In the next incident, the couple built an outbuilding for which they did not believe they needed planning permission under the general permitted development order.
Council staff were refused access to the property to take measurements, and Bradford was eventually granted a search warrant.
Lord Justice Underhill noted: “It will be apparent that neither episode had, as such, anything to do with the employment relationship between Mrs Tiplady and the council: they concerned the exercise of the council's powers as a local authority.”
Mrs Tiplady was unhappy about the council‘s actions over the two incidents and lodged a formal grievance before resigning in October.
In February 2017 she made a claim to the Employment Tribunal for unfair dismissal under section 98 of the Employment Rights Act 1996, and for ‘automatic’ unfair dismissal under its section 103A, by reason of her having made protected disclosures.
The Employment Tribunal dismissed all her claims, reasoning that most of the detriments were suffered as a householder and not as an employee.
Henderson LJ later gave permission for an appeal as he held it was arguable the tribunal had erred in law in directing itself that the detriment complained of “must be a detriment in the field of employment and does not include a detriment in the employee's private or personal capacity”.

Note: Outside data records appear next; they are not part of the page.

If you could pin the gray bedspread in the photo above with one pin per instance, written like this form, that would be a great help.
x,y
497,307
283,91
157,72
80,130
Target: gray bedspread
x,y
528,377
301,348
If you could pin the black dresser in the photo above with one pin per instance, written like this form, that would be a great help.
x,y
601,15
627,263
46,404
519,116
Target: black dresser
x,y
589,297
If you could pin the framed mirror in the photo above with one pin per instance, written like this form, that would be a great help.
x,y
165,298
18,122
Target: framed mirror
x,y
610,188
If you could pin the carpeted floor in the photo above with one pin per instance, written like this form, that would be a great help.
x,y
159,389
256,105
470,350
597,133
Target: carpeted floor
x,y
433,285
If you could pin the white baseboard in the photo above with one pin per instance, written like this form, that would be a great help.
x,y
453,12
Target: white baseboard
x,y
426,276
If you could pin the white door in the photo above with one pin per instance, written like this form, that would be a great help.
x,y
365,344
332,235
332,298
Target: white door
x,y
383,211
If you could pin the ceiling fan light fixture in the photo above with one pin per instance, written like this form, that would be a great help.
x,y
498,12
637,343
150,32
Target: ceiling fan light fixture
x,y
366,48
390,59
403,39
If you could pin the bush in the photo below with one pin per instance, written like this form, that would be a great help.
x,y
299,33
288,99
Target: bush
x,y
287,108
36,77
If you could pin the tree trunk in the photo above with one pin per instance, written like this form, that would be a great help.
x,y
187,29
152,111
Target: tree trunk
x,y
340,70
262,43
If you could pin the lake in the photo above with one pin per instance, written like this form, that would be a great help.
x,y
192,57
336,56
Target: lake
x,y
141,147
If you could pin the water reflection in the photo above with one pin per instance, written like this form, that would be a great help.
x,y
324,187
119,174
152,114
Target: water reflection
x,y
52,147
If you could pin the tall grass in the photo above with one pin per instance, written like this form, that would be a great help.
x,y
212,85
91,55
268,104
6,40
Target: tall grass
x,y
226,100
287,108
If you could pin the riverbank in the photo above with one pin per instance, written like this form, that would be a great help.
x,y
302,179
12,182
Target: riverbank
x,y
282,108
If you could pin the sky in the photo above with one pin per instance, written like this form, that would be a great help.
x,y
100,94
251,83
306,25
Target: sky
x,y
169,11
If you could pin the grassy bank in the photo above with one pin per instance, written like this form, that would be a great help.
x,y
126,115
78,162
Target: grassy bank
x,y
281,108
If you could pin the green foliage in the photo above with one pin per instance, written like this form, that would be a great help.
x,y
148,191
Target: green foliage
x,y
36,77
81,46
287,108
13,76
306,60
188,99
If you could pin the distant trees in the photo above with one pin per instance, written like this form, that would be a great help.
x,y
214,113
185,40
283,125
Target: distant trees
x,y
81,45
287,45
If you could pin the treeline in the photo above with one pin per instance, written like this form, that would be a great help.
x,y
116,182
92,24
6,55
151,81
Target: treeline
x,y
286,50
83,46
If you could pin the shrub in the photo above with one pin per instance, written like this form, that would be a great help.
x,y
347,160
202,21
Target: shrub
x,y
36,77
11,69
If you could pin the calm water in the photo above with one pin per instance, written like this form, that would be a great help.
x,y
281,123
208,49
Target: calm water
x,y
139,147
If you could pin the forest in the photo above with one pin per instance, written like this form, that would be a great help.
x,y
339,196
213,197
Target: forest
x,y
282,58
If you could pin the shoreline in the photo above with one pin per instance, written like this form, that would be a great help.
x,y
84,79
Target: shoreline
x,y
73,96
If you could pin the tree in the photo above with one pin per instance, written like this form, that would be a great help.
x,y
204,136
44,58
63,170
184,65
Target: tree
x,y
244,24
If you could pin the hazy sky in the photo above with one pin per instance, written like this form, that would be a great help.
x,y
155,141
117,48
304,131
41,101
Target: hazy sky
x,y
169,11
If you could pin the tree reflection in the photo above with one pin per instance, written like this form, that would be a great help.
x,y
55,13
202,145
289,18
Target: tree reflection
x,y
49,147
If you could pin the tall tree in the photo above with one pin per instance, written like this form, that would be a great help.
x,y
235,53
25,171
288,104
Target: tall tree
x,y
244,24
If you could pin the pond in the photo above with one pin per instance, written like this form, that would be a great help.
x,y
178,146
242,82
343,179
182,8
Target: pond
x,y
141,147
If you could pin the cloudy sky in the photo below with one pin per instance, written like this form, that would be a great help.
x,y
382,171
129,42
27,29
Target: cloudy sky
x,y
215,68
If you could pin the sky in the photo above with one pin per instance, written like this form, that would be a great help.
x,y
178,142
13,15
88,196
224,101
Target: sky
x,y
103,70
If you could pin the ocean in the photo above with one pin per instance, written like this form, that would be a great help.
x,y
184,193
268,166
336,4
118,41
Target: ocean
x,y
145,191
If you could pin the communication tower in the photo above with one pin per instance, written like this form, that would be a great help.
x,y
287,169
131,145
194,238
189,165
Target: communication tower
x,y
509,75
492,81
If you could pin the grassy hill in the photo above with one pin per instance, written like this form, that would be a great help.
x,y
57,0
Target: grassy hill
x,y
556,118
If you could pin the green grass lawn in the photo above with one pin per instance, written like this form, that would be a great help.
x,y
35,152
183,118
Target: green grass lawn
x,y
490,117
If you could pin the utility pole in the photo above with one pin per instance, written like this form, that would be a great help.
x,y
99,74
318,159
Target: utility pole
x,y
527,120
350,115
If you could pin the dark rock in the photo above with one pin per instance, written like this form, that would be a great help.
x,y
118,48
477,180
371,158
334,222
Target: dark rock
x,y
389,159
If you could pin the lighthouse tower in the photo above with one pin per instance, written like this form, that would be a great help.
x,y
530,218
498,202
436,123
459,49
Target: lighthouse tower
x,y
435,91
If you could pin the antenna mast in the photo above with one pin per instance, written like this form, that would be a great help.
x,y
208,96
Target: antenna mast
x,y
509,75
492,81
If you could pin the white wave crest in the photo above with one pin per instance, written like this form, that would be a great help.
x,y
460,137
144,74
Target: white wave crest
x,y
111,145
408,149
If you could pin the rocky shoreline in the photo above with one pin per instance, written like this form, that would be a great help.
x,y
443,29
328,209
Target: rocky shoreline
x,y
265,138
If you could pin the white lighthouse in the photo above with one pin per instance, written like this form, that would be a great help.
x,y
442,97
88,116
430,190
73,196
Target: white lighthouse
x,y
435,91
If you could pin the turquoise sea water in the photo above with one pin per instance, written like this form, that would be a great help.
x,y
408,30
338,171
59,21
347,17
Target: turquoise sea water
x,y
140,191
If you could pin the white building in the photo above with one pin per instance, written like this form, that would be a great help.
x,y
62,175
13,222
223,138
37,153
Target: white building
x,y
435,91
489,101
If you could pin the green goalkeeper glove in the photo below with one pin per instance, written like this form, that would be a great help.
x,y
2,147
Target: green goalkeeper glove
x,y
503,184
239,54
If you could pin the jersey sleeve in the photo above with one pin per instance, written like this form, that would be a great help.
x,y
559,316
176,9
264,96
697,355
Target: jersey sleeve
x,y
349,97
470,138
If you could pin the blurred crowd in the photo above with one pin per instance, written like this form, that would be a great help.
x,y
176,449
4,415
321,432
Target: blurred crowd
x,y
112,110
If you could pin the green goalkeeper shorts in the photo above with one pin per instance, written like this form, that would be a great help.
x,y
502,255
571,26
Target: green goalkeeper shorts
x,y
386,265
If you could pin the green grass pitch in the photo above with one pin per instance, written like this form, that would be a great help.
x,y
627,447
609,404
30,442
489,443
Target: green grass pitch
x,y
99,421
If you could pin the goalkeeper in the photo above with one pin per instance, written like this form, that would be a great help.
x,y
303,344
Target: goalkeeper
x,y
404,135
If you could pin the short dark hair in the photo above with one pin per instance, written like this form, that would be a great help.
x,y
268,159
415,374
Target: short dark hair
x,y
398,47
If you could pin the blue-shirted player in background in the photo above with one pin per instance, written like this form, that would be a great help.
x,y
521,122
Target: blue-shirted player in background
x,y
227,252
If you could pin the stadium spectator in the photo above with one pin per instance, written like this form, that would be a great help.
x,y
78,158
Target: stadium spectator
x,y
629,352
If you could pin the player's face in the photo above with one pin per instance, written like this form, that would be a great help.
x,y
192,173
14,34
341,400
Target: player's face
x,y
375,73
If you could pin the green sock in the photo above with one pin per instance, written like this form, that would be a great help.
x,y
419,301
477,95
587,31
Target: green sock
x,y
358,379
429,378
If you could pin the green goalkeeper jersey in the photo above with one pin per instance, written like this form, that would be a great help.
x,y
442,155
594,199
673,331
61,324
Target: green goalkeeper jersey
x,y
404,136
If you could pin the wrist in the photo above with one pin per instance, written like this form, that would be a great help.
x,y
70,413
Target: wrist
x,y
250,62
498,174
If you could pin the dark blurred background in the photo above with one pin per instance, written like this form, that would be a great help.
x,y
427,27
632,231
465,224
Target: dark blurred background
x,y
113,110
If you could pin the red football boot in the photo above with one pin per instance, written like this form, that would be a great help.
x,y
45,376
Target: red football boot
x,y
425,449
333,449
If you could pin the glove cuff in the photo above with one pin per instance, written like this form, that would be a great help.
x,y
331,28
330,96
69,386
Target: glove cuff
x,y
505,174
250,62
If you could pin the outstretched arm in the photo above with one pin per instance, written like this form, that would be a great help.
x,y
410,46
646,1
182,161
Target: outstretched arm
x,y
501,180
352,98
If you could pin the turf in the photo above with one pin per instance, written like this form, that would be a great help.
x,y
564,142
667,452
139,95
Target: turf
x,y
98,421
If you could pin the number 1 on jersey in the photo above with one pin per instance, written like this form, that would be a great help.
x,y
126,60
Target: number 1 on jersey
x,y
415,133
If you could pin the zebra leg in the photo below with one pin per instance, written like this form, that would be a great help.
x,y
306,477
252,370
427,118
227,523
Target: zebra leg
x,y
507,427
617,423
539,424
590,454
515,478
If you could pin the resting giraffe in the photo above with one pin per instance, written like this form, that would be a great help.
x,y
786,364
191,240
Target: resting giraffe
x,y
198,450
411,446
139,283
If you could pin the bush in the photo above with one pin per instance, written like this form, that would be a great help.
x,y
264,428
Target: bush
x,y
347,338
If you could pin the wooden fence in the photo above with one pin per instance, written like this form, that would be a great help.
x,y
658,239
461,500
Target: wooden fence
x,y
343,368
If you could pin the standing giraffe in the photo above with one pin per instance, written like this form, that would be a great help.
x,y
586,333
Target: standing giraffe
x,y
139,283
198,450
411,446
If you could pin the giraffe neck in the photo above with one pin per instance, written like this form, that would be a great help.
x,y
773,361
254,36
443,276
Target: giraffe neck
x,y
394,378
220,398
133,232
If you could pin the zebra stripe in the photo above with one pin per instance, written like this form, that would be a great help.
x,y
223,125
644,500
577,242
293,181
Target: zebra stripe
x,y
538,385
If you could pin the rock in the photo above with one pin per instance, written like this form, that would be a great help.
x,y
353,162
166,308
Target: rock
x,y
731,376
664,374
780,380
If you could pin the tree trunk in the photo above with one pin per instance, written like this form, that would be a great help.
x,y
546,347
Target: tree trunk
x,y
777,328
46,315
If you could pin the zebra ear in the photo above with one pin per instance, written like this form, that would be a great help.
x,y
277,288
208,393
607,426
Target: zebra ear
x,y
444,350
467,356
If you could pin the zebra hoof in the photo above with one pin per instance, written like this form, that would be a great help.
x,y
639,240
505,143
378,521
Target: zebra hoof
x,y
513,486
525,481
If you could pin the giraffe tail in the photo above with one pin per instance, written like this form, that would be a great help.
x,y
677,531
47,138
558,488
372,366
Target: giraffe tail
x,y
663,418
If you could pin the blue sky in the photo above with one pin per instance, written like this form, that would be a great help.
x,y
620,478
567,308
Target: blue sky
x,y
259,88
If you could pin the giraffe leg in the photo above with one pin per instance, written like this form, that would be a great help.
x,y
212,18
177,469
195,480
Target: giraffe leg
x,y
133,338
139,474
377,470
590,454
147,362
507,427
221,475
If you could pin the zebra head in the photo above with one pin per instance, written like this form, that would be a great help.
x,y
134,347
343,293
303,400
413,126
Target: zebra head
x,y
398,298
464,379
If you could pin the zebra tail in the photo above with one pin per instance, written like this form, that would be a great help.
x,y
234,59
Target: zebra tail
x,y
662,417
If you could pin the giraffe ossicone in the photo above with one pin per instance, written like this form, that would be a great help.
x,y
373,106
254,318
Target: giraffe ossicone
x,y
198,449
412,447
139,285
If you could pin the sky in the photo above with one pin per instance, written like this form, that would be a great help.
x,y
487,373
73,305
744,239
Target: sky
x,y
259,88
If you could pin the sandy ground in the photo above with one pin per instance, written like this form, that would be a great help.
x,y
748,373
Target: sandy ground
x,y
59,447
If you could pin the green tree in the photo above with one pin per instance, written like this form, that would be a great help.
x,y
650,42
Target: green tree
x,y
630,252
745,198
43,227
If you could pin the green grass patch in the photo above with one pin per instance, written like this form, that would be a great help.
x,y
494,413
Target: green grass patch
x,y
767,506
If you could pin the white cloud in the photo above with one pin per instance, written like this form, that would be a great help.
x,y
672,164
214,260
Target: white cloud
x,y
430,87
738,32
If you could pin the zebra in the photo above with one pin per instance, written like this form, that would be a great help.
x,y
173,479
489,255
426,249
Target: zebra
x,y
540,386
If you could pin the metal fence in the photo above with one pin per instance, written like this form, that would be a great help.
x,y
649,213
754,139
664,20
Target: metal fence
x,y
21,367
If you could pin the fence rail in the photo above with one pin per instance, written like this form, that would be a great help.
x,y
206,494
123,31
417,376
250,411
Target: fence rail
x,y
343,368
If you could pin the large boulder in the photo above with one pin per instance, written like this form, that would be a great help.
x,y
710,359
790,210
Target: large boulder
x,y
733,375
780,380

Underhill LJ noted: “He observed that it was a question of law of some importance on which there was no direct authority.”
In Tiplady v City of Bradford Metropolitan District Council  EWCA Civ 2180 the Court of Appeal rejected Mrs Tiplady’s case at appeal. Lord Justice Underhill said: “Mrs Tiplady faces a fundamental difficulty in pursuing her appeal…none of the detriment claims was dismissed exclusively (or indeed even mainly) on the basis of the employment field point; and it would seem to follow that even if the ET's self-direction on that question was wrong it would make no difference to the outcome because the other bases on which they were dismissed are not, and cannot be, challenged.”
Despite Henderson LJ’s observation, the judge said: “The ET's conclusions that Mrs Tiplady had not suffered the detriments alleged, or, if she had, that they were not on the ground of a protected disclosure, are entirely self-contained, and I can see no basis on which they could be affected by the view taken by it on the employment field point.”
He added: “I am sure that the alleged self-misdirection by the ET as regards the employment field point cannot affect its decision as regards the detriments claim or, therefore, the result of the appeal. Since that is the only point on which Mrs Tiplady has permission the appeal must be dismissed.”